One story particularly, “Death and the Wiggles,” cuts deep into emotional peril while the music takes a backseat. A woman named Sherri runs away with a dentist to begin a new life without her husband. In the wake of her departure, she leaves the couple’s young toddler Ian behind. While grappling with the loss of his wife, the husband decides to keep an unfortunate promise—take Ian to go see The Wiggles in concert. He decides to bring his old drinking buddy Woomer to the show with him. In one scene Ian stands transfixed, laughing and jumping on his father’s lap, singing along to songs. All the while Woomer sits beside them, pouring shots of Jim Beam into his Coke and slurring suggestions that the two men should go to Bonnaroo together the following summer. The image of the father with his son on his lap showcases the emotional grappling of being caught between youth and adulthood.
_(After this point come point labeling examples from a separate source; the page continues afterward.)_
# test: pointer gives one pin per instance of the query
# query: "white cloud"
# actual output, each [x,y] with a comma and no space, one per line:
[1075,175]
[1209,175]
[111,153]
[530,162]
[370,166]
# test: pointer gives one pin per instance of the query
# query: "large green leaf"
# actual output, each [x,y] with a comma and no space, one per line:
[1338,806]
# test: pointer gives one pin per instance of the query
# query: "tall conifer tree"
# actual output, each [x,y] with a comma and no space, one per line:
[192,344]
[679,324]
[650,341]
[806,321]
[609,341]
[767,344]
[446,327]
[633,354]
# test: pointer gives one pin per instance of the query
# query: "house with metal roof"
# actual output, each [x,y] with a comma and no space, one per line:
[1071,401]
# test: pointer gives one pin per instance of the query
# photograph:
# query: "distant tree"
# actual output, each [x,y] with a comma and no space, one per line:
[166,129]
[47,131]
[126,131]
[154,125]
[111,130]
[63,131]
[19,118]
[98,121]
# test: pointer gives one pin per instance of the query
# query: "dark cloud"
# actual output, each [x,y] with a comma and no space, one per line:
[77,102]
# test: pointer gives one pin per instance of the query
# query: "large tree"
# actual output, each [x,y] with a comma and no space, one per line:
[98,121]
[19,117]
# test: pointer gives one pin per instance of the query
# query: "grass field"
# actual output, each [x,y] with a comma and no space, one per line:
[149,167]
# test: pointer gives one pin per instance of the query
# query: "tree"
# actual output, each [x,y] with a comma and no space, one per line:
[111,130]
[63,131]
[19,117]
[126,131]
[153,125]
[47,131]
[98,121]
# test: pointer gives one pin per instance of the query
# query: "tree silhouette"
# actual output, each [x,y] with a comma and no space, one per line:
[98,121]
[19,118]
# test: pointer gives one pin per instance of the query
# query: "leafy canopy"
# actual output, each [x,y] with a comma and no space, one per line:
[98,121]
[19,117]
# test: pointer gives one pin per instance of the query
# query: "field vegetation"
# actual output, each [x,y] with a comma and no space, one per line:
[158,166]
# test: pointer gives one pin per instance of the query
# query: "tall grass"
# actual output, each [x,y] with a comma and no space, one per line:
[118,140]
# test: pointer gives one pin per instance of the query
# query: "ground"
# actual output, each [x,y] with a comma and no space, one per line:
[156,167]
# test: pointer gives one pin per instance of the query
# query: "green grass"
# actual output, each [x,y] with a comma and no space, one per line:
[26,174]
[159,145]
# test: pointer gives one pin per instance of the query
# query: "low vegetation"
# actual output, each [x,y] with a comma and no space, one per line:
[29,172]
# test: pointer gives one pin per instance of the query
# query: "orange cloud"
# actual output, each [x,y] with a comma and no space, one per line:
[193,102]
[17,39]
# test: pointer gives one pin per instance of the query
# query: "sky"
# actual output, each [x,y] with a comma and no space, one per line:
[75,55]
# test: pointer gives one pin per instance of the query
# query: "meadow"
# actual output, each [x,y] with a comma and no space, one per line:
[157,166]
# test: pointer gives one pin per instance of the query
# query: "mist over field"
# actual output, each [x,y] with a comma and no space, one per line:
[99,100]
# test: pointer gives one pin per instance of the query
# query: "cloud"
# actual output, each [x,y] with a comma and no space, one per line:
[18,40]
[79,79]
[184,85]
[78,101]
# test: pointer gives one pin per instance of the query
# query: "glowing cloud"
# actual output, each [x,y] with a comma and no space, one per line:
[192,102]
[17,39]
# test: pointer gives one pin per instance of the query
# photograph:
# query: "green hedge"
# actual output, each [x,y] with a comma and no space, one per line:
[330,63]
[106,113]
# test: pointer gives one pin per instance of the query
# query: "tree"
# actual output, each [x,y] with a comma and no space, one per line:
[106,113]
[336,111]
Housley shows dexterity and bravery in allowing the reader into these blind spots of maturity where ego ends and commitment begins, and old lives unexpectedly crumble away.
The collision of identity is an overriding theme in this collection. The reader is drawn into an often unexamined aspect of human nature: people create familiar homes out of their grimiest parts and shield those privacies out of protest, a silenced yet throbbing perseverance.
Housley’s voice is persistent and cuts to the heart of what makes people feel alive. He reminds us of when music was communion and we were all young fuck-ups trying to find our way out of something.